Ale improved bread

Ok, perhaps people can think a better use for ale than using it to make bread but I think it's a worthwhile ingredient. Don't worry, you'll get to drink some of it anyway. After all, bread making can be a thirsty business....

This bread is not particularly beery, it mainly uses the ale as a bit of a "flour improvement agent". Modify the recipe to include more ale if you want a more beery tasty.

Here we go: I'll skip most of the instructions and just give you some weights and ratios.

1/4 ferment:
250g strong white wheat flour
250g Ale of your choice.
2g Yeast

Leave the sponge for 3-5 hours at room temperature or up to 24 hours in the fridge. 

Main dough:
The ferment
750g strong white wheat flour
430g water
20g salt
8g active yeast

Total dough: 1710g

Mix and work the dough. Prove for about 1.5 hours, shape, prove for about 40 minutes and bake. Allow to cool and enjoy!

Some other information and tips:
If you're unsure about how to make this into bread, consult the basic bread recipe on this site and practice. Read around. Make lots of bread. I've not given a baking time and so on because that will depend on the size of your loaves and the heat of your oven. You should know your oven so I won't give you a temperature either. I bake my 550g loaves at 250 C for 5 minutes then at 210 C for approximately 21 minutes on a stone. Just do what you feel is right.
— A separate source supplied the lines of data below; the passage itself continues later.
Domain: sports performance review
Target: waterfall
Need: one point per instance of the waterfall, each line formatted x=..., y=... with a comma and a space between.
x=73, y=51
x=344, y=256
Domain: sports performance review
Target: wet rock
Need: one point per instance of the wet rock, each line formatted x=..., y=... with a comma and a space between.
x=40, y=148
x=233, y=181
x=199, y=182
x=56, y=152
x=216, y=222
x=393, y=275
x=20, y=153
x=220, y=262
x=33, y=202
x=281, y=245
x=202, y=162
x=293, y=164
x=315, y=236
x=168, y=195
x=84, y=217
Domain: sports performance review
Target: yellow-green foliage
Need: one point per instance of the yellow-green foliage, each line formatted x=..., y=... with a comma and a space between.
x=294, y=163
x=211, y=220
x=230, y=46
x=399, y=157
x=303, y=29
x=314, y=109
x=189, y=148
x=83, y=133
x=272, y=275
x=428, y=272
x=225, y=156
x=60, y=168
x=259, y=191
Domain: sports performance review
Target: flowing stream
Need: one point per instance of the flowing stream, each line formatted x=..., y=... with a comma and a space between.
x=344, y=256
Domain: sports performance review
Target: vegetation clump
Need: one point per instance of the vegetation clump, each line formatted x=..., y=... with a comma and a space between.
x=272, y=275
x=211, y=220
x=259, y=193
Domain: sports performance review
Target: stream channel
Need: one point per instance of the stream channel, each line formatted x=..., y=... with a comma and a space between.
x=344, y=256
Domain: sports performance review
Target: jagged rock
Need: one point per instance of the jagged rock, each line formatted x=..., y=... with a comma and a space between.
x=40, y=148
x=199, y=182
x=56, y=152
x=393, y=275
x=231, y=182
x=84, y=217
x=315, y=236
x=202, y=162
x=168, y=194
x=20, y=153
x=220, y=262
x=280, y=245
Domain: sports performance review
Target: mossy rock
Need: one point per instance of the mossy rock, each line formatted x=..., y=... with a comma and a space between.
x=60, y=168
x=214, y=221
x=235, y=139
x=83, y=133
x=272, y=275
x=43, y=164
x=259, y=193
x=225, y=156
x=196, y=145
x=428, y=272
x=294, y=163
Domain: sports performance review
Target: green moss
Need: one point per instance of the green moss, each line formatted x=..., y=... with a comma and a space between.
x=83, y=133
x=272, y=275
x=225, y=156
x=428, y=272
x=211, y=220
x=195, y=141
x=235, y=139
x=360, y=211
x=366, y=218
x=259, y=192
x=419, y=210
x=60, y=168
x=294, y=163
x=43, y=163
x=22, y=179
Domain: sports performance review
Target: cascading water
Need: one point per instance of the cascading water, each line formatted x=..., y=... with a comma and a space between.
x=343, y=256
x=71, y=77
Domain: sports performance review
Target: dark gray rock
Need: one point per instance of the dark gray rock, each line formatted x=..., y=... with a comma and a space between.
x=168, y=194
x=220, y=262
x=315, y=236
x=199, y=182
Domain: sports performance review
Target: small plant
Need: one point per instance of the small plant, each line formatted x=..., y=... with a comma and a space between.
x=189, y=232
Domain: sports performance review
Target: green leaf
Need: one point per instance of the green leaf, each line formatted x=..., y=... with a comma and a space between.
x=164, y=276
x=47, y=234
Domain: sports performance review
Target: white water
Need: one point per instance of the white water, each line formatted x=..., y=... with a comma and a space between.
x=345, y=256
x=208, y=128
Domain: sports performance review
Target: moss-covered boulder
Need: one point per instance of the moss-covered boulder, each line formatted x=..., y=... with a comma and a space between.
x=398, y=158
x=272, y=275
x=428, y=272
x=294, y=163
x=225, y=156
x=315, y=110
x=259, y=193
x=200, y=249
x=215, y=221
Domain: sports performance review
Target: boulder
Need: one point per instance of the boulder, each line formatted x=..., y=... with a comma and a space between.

I add the salt about halfway through mixing. This allows you to get rid of any clumps of ferment that haven't mixed in properly. Once you add the salt you'll notice the gluten strengthen and the dough becomes slightly harder to work but also a lot smoother as the salt ions balance out some charges on the protein strands.....ahem.

By the way, the 1/4 ferment refers to the fact that it contains a quarter of the total weight of flour.